Soccer has a completely different pace than a football game that has frequent stops in play, or baseball games that last hours. With the exception of half time, injuries and fouls, soccer has constant play for 90 minutes. But despite this, soccer games are much more low-scoring than football or basketball games and a single moment can decide the match. Americans have long preferred a high-scoring game, faster pace or — in the case of baseball — one that is proudly labeled as “America’s pastime.”
This has disconnected the U.S. from what is considered “the beautiful game” in the rest of the world. In 2018, the World Cup final between France and Croatia averaged 517 million viewers, with 1.1 billion viewers watching at some point during the match. In contrast, the Super Bowl held that same year between the Philadelphia Eagles and the New England Patriots had approximately 103 million viewers.
American players must leave the U.S. and play abroad to get the level of play and support that can catapult them into international success. On the flipside, it is very common for successful soccer players to only play in the MLS near the end of their careers — players like Wayne Rooney and David Beckham both did so. MLS has historically been where soccer player’s careers die, not where they begin.
Without having a national team that is known to perform well in competitions, it is hard to keep fans’ spirits up. To add to this, for years, it has been difficult for fans of soccer in the U.S. to attend games to watch many of their favorite teams and players in action. But times are changing.
In the 2022 World Cup, which will be held in Qatar later this year, the USMNT hopes that they will be able to redeem their 2018 absence from the tournament. With an increase in young players having success in European leagues, that might be possible. Chelsea’s Christian Pulisic, Borussia Dortmund’s Giovanni Reyna, Juventus’ Weston McKennie and AC Milan’s Sergiño Dest are just a few of many young players who have shown their talent abroad and are hoping to rebuild the USMNT.

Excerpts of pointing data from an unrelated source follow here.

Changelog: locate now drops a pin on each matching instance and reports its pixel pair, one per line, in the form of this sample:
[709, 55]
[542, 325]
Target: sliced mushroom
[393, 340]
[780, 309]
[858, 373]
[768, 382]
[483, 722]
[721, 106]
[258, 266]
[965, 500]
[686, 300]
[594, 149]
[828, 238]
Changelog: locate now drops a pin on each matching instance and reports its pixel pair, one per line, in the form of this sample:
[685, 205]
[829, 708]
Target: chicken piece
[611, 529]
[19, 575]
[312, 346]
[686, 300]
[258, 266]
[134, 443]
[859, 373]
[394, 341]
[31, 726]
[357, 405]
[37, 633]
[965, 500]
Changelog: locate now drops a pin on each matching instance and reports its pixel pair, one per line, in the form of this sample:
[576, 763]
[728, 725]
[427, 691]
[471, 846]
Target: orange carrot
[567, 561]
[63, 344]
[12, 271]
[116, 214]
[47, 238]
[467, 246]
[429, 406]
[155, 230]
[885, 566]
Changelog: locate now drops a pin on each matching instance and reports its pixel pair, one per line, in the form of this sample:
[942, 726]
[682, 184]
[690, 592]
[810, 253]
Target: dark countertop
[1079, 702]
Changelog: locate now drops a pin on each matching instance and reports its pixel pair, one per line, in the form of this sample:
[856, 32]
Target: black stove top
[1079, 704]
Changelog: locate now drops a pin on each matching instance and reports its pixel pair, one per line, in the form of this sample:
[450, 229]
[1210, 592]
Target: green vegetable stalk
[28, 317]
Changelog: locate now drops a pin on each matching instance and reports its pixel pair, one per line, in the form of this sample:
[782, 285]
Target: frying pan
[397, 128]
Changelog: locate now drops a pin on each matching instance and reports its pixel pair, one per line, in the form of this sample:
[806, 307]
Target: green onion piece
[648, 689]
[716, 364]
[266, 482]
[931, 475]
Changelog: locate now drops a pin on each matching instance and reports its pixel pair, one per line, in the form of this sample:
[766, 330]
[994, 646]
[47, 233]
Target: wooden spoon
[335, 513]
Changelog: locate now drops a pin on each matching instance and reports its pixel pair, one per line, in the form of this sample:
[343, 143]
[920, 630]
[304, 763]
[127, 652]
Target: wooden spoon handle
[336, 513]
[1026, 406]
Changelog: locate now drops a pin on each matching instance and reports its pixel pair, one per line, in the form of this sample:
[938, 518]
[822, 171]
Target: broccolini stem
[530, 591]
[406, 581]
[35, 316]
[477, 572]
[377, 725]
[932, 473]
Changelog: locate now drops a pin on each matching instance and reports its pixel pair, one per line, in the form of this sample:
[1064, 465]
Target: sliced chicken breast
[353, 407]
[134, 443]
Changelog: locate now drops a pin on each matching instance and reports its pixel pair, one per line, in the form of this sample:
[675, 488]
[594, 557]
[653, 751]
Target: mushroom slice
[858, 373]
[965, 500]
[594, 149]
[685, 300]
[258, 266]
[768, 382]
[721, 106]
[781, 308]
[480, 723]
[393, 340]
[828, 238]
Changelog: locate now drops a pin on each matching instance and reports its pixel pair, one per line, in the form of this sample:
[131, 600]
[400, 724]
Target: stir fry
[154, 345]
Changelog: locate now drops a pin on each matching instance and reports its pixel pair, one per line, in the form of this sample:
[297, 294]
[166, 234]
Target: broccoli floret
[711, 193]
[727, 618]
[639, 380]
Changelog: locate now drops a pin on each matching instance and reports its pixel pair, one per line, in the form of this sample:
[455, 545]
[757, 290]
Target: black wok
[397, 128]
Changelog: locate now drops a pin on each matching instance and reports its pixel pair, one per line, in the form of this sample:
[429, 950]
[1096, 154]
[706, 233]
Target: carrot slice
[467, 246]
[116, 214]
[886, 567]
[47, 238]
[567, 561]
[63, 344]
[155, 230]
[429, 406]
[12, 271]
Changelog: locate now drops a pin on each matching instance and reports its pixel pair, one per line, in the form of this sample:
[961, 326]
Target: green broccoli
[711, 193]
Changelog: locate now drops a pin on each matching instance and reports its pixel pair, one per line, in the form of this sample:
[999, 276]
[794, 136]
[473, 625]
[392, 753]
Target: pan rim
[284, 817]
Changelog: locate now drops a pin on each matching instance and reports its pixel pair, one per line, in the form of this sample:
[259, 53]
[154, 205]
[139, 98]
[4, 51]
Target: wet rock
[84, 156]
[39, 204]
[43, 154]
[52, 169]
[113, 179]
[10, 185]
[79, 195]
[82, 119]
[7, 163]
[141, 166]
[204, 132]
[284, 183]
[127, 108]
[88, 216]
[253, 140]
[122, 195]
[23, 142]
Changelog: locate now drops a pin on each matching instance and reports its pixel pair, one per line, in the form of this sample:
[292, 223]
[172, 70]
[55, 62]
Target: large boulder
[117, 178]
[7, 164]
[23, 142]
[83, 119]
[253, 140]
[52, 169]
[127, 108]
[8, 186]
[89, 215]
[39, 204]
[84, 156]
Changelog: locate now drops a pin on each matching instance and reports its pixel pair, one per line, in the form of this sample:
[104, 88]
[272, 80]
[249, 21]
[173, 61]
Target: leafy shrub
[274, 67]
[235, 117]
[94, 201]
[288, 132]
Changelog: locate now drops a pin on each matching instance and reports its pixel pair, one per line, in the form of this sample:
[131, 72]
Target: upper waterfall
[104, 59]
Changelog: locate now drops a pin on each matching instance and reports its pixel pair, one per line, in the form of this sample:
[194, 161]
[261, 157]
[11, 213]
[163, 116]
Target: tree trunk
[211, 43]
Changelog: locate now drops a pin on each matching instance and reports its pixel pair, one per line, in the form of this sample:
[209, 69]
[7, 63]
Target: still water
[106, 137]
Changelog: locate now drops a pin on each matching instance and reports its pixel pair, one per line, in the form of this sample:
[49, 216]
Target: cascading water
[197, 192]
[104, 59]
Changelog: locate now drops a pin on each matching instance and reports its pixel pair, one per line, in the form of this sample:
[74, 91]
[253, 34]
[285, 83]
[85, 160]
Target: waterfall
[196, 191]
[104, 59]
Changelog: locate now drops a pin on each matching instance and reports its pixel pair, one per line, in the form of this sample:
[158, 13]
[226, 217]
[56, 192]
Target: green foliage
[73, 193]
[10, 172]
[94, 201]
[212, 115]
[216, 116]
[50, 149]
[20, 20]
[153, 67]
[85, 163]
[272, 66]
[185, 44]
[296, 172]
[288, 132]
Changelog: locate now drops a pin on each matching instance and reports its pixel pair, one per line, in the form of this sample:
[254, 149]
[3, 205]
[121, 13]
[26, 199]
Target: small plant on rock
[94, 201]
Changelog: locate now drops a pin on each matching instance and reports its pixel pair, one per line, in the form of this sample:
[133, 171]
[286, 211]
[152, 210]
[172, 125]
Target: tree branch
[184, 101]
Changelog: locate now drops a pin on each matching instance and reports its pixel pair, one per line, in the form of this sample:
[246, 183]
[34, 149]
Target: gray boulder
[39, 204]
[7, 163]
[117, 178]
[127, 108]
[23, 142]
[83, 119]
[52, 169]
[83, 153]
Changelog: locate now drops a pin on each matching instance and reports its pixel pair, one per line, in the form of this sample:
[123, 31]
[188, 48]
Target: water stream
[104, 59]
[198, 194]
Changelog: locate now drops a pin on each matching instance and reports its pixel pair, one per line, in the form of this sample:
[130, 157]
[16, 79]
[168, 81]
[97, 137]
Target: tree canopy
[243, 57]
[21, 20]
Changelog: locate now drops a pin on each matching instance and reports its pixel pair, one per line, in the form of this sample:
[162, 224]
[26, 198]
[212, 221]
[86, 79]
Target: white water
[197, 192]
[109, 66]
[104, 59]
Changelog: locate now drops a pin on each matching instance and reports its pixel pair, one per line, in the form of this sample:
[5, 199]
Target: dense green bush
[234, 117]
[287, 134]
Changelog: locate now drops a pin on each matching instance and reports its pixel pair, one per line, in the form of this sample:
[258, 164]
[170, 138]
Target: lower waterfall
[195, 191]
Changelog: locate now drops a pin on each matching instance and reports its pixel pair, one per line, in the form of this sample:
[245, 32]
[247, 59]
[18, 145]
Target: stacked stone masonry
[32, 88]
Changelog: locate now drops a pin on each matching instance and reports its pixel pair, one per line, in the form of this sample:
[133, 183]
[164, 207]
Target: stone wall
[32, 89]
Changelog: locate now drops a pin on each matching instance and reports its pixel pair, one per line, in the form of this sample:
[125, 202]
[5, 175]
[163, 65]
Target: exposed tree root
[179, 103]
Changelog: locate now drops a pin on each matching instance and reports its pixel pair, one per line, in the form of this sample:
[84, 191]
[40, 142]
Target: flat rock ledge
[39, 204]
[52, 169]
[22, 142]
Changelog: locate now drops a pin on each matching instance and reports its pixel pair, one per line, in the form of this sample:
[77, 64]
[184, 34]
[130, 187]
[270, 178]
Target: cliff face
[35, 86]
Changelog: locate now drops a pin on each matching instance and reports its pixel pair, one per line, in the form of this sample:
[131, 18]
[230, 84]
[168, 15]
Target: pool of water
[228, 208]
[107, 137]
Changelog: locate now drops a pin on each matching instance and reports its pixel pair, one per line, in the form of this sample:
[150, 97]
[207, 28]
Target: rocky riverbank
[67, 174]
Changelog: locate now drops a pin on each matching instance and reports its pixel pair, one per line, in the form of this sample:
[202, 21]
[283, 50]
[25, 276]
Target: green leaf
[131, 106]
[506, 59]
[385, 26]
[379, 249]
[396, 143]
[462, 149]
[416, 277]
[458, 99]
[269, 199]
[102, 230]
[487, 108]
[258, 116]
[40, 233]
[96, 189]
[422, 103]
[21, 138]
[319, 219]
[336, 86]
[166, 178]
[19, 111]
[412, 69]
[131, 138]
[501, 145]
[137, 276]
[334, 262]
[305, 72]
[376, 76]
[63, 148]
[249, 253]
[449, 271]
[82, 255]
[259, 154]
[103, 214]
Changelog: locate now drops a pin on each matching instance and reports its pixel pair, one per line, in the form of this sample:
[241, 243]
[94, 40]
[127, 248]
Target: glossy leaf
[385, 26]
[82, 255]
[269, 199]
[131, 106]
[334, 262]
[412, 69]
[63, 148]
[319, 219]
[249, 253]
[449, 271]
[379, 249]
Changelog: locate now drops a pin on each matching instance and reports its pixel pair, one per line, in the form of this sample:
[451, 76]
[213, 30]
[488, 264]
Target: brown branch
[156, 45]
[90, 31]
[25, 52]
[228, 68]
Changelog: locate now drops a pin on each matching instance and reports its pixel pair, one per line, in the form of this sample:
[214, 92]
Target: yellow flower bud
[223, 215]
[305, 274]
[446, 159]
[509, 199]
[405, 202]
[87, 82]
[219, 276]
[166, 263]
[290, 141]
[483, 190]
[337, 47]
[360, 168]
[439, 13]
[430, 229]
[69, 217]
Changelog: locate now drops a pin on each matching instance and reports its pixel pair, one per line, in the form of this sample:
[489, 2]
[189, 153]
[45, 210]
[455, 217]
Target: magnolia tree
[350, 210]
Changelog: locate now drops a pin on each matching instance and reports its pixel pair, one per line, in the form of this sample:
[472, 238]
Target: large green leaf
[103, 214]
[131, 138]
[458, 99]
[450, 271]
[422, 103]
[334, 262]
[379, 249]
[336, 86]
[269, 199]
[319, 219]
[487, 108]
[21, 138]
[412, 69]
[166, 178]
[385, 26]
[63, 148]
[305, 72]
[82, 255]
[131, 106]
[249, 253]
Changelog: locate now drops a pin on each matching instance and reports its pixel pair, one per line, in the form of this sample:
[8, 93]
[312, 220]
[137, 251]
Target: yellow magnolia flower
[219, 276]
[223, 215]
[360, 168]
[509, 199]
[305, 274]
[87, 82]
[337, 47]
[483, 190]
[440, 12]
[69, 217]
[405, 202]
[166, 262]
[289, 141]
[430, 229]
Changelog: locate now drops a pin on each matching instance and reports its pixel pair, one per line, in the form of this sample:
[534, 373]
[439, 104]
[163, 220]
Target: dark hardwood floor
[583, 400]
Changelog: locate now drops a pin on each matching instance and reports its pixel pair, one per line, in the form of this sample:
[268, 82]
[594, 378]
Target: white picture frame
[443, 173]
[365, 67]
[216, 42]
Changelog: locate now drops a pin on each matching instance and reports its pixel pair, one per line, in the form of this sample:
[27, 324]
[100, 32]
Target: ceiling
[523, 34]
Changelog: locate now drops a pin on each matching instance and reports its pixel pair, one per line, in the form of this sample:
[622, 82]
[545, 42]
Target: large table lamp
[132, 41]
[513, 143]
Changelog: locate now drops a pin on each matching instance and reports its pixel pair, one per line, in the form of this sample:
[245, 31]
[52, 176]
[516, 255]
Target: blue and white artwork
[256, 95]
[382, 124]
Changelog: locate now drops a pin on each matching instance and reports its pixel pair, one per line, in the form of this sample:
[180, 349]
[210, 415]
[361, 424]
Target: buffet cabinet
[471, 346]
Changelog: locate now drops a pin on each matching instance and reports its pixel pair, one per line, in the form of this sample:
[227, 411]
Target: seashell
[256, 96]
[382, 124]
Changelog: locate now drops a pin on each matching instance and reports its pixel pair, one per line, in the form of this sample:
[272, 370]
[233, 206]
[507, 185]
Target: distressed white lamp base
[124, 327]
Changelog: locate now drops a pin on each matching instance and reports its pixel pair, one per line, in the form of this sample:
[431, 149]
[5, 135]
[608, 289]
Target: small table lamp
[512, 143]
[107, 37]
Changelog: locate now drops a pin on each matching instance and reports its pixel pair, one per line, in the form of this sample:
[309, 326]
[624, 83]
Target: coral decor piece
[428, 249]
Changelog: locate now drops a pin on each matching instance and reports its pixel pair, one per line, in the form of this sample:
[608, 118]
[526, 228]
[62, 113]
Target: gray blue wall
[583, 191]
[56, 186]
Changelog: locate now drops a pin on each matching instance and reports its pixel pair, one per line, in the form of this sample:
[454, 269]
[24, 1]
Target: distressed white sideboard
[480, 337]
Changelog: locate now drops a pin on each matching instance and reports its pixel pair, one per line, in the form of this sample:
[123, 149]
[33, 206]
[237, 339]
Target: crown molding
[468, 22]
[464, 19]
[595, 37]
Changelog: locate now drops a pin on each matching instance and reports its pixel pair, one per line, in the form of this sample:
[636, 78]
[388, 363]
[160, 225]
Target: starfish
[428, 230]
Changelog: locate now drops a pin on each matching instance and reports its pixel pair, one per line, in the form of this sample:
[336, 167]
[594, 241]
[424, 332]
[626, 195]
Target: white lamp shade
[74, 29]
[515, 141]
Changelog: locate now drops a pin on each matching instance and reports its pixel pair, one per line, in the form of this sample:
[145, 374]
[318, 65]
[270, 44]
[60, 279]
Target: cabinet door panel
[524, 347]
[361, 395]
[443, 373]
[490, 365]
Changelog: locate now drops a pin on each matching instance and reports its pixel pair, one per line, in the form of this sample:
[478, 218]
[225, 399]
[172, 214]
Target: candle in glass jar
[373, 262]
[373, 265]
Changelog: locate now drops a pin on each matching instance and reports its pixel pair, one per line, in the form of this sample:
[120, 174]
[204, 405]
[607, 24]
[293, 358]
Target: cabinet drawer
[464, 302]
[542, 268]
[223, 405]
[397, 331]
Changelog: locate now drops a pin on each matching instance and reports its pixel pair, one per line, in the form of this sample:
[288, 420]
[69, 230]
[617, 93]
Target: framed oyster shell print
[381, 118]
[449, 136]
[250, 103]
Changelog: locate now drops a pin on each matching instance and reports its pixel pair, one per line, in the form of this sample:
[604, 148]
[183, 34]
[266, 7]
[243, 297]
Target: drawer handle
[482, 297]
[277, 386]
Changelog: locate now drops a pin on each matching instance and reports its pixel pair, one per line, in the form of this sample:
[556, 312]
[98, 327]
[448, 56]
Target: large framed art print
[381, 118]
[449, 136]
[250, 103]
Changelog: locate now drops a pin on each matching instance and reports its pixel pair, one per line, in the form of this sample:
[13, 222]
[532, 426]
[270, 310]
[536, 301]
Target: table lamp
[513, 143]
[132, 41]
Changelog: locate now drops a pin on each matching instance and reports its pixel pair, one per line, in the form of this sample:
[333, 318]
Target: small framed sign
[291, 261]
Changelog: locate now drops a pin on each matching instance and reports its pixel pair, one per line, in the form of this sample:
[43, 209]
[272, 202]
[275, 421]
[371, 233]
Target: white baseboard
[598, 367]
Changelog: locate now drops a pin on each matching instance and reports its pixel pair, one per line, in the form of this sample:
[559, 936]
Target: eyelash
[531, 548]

Having the World Cup co-hosted by the U.S. is a sign that attitudes towards soccer are changing, including in Atlanta. In 2014, Atlanta got its own MLS team with Atlanta United (ATL UTD), which began play in 2017, with some of their first games played in Bobby Dodd Stadium. In only their second season, Atlanta United won the MLS Cup. Between the Braves winning the 1995 and 2021 World Series, only Atlanta United’s 2018 championship broke Atlanta’s drought.
Despite being a young team, ATL UTD is certainly not lacking in its spirited fan base and has become an integral part of Atlanta in just a matter of a few years. Part of that could be due to the fact that Atlanta’s other professional teams, the Falcons and Hawks, have historically had less-than-stellar performance, and Atlantans were looking for a fresh start and new team to rally behind. ATL UTD broke several attendance records, including a record-breaking 73,019 attendance at their 2018 championship match.
Besides MLS soccer, Atlanta is already hosting international soccer. Bobby Dodd held El Súper Clásico, a match-up of two teams in the highest league of soccer in Mexico’s Liga MX, Chivas de Guadalajara and Club América, this past Sunday. For fans of soccer of all ages, having the 2026 World Cup held in Atlanta is a huge moment. Atlanta will be welcoming players at the top of their sport into Mercedes-Benz Stadium. Four years from now, it is unlikely that Cristiano Ronaldo or Lionel Messi will still be playing, but Atlanta could see the likes of Kylian Mbappé or Erling Haaland playing for their national teams. Most excitingly, we could finally see the USMNT’s young talent shock the rest of the world and do something they have rarely done in the past — win on a global stage and affirm that soccer has found a new home.